Пожар в Москве выгнал французов и обеспечил победу в войне
Несколько дней город пребывал в состоянии дикого, оголтелого карнавала. Дым, погибель, на улицах валяются обглоданные собаками трупы, а рядом пылает пунш в огромных серебряных чашах. На Никитской открыт французский театр, на площадях дребезжат расстроенные рояли, вкруг них солдаты жгут костры из драгоценной мебели и картин в золотых рамах, гребут руками варенье из бочек, пляшут канкан мародеры, наряженные в драгоценные платья бояр и боярынь, священников и городовых…
Армия деморализуется на глазах. Император впал в прострацию, много ест, читает романы либо просто валяется на кушетке, глядя в потолок. На помощь русским патриотам приходят стягивающиеся к городу казаки, все чаще похмельные французы становятся жертвами их нападений.
А тут еще и погода начала портиться. Тоскующий Наполеон своротил крест с колокольни Ивана Великого, отдал приказ о взрыве Кремля (по крайней мере, крепости — есть мнение, что соборы он не минировал, а звонницу обрушила ударная волна) и распорядился отступать.
И вот, наконец, французы выходят из города. Все знают Первую Градскую больницу на Ленинском проспекте? Так вот: прямо на нынешнем тротуаре, у ворот больницы сидит в седле бывший триумфатор с хмурой миной. А мимо изливаются неряшливым строем похмельные руины Великой армии, навьюченные тюками трофейной пользы. В описаниях добычи через запятую следуют напиханные как попало меха, сахар, чай, книги, картины и артистки московского театра.
Наполеон, стало быть, стоит на Ленинском проспекте, ровно на том месте, где в 1591 году была отбита последняя татарская атака.

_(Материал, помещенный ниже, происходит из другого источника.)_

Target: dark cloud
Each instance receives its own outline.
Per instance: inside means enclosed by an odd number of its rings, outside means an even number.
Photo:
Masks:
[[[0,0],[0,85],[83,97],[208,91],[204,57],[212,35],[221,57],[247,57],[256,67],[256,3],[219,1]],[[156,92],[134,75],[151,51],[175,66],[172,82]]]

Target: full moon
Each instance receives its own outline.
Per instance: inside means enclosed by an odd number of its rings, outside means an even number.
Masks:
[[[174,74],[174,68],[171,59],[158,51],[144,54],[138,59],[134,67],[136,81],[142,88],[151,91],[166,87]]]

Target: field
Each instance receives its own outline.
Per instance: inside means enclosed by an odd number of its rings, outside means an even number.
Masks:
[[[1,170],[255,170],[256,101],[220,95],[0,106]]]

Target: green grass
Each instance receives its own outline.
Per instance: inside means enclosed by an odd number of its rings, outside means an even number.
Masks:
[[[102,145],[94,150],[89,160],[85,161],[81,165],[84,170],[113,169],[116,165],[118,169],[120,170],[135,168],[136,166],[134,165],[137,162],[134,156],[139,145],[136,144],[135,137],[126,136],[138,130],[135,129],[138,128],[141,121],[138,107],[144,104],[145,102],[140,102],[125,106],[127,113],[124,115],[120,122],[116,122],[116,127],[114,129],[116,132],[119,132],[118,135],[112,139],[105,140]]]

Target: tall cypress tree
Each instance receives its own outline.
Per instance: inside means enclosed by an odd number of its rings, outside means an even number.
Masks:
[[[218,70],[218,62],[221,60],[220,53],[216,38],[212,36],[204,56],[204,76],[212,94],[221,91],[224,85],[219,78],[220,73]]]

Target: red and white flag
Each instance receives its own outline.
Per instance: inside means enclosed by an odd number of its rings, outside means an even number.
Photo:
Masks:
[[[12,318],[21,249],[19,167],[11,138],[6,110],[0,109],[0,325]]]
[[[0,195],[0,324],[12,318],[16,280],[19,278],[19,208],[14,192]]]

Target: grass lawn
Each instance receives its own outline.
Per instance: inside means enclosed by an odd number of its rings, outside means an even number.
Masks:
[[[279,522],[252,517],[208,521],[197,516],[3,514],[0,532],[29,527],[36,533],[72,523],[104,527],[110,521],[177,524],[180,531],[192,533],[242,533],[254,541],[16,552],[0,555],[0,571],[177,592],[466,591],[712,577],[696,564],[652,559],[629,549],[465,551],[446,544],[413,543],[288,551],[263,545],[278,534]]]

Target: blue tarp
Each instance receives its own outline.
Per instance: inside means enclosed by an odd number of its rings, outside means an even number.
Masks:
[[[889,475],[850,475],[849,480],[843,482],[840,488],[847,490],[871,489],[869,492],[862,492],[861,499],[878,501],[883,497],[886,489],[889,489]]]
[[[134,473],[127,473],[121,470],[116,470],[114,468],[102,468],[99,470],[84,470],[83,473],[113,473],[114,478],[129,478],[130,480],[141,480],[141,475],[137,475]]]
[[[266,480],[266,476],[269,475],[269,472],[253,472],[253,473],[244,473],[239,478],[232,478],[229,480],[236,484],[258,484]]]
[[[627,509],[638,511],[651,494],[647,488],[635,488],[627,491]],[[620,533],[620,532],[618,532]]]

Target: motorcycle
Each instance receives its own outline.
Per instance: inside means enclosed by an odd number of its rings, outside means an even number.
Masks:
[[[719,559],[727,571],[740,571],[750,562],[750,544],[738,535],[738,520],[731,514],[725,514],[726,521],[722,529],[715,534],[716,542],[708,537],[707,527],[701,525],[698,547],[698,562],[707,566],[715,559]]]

А один из раненых русских офицеров, о котором французы благородно заботились все дни оккупации, смотрит на него из окна больницы: «Нельзя было не заметить, что войска нехотя бормотали, а не кричали ему: «Vive l’Empereur!».
Уже на подступах к Можайску французы поняли, что хватили лишнего трофея, и бросали под колеса вязнущих в осенней грязи повозок драгоценные ковры и книги. Дальнейшая судьба артисток театра туманна.

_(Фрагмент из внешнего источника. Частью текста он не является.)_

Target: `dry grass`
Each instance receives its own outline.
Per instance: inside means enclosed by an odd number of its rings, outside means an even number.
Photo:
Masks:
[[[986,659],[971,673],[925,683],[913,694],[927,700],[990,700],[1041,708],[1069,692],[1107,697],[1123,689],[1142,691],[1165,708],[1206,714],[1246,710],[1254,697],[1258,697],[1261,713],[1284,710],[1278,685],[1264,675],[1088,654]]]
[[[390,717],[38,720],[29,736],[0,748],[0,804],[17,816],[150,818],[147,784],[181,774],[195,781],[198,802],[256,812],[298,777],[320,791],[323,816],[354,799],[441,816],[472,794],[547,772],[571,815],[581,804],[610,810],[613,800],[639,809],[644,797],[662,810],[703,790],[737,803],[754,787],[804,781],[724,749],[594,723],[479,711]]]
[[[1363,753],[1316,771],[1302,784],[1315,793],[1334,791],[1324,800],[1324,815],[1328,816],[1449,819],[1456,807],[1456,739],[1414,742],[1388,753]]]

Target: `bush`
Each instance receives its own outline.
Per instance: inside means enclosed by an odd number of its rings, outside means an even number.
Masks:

Наконец, последняя трогательная история, связанная с исходом неприятеля. Один из оккупантов, 18-летний итальянец Ферри, находившийся в самых лучших отношениях с хозяевами занимаемого им дома, отбился от своих. Попросил проводить его переулками из Сущёва к Кремлю, где был объявлен сбор его отряда — на окраинных улицах уже хозяйничали казаки. Кучер Иван, бывший с этим Ферри в отличных приятельских отношениях, охотно вызвался в провожатые. Но на берегу Неглинки, у нынешнего Цветного бульвара, Ивана начинают посещать недобрые раздумья: «Иду сзади его, да и думаю: что это я врага-то своего сберегаю? — а рука-то с дубинкой так вот и поднимается, чтоб шарахнуть в ухо-то, да прямо в Трубу! Да уж видно Бог его миловал: жалко что-то все было».

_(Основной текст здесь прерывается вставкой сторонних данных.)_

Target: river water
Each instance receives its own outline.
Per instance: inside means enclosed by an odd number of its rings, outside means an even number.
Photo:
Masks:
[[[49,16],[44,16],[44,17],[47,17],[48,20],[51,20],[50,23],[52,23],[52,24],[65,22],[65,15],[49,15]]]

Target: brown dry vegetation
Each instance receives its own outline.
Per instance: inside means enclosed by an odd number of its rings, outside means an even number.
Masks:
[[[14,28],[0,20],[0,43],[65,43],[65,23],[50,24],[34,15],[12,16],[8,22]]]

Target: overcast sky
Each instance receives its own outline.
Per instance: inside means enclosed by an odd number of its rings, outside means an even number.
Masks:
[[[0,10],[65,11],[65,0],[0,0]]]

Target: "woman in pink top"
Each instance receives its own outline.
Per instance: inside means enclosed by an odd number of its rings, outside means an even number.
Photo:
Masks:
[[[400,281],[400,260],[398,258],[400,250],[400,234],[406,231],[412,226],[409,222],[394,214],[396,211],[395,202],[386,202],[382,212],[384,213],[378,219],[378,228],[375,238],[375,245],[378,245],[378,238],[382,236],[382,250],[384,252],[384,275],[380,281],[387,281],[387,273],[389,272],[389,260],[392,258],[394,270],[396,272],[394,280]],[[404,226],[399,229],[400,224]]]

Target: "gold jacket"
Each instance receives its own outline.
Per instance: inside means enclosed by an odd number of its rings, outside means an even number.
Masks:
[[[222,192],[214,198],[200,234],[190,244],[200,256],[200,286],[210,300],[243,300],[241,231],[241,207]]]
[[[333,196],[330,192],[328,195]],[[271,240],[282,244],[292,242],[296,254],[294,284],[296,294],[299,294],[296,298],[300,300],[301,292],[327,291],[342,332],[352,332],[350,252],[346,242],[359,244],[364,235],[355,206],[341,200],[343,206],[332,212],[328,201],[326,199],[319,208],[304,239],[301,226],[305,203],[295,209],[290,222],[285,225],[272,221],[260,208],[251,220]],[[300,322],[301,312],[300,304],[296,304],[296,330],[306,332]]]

Так простые человеческие отношения оказались выше патриотического пафоса. Так милостивые оказались сильнее свирепых. И так — ну, лично для меня — истинными героями тех дней видятся не только грозные москорецкие Нептуны и поджигатели, а простые горожане, отцы семейств, в самые опасные дни отправлявшиеся на вылазки в поисках пропитания для своих детей. Таким не ставят памятники, но нам ничто не мешает поднять бокалы за их тихое мужество.